Mary Desarno said that she told Juvenile Hall staffers she didn't want her son medicated but that her pleas were dismissed without an explanation.

"It was the attitude: 'That's the way it is,' " she said.

She said she wouldn't have given her permission without first having her son's own doctors evaluate his need for the medication.

"I wouldn't have allowed it," she said. "What they did put my son in danger."

There have been times in the past five years when Chris Skelton looked at the kids in his Juvenile Hall classroom and saw them so numbed by prescription drugs that they could barely keep their eyes open, let alone concentrate on school work. Some were so sleepy they "couldn't keep their heads up."

The meting out of drugs peaked between 1999 and 2002, Skelton said. Some of his students were so zoned out that he sent them out of the classroom to sleep instead of trying to teach them the basics of English, math and social studies.

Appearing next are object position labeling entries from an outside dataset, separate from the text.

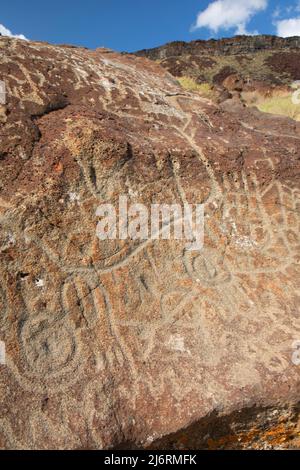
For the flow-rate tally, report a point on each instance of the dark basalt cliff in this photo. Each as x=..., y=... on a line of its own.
x=141, y=342
x=267, y=59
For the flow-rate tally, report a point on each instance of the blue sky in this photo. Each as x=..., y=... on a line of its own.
x=128, y=25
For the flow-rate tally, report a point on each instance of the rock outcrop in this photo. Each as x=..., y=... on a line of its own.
x=124, y=343
x=268, y=59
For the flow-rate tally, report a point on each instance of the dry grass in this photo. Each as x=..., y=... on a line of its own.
x=282, y=105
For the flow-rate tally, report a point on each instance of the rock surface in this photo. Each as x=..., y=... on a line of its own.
x=268, y=59
x=142, y=343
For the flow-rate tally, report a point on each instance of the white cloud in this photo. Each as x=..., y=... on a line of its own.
x=288, y=28
x=228, y=14
x=6, y=32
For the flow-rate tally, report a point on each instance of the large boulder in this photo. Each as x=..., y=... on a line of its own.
x=142, y=342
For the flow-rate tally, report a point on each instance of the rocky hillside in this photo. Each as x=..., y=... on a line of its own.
x=267, y=59
x=253, y=71
x=142, y=342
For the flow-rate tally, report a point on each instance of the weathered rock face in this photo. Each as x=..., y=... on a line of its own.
x=268, y=59
x=124, y=342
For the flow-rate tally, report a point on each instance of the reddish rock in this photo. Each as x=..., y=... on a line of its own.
x=138, y=343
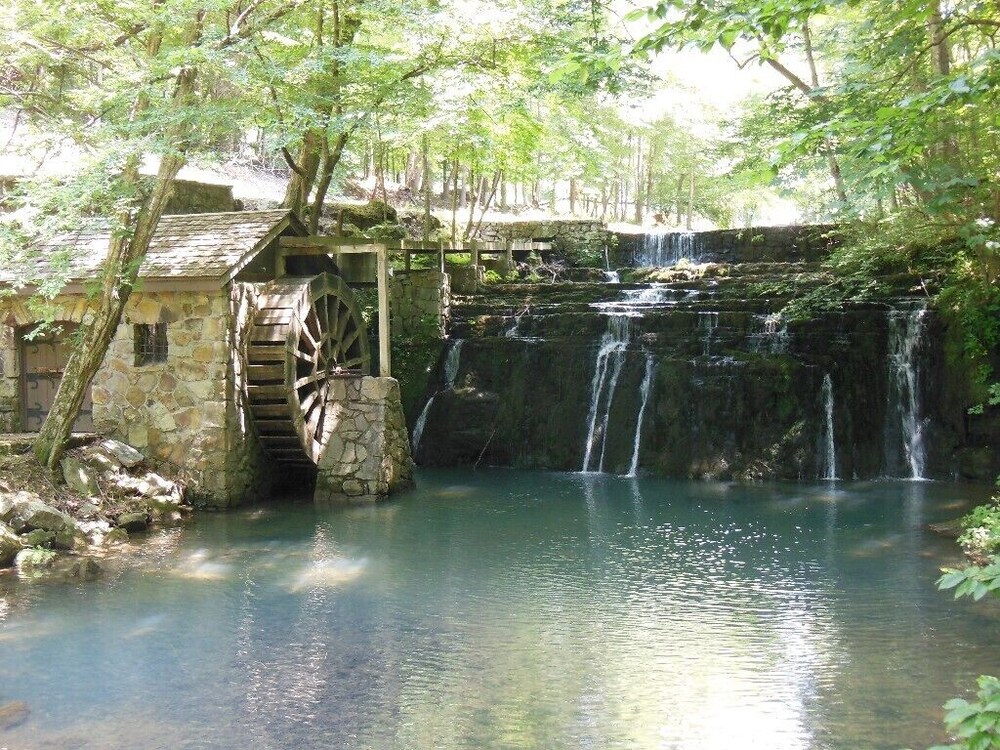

"If you have a kid who can't even keep his eyes open, how the hell are you going to reach them intellectually?" said Skelton, who has taught full time at Juvenile Hall since 1991. He is employed by the Juvenile Court and Community Schools unit of the San Diego County Office of Education.

In moments of trust, some of his students talked to him about the pills being dished out, he said. "Almost every kid would tell me that they were on some sort of medication that they wouldn't be on if they were out."

In the past two years, however, Skelton has noticed a decrease in the sedating of kids, noting that the timing coincided with the filing of Shuer's lawsuit. Shuer, who has moved out of San Diego County, couldn't be reached for additional interviews after her case was settled.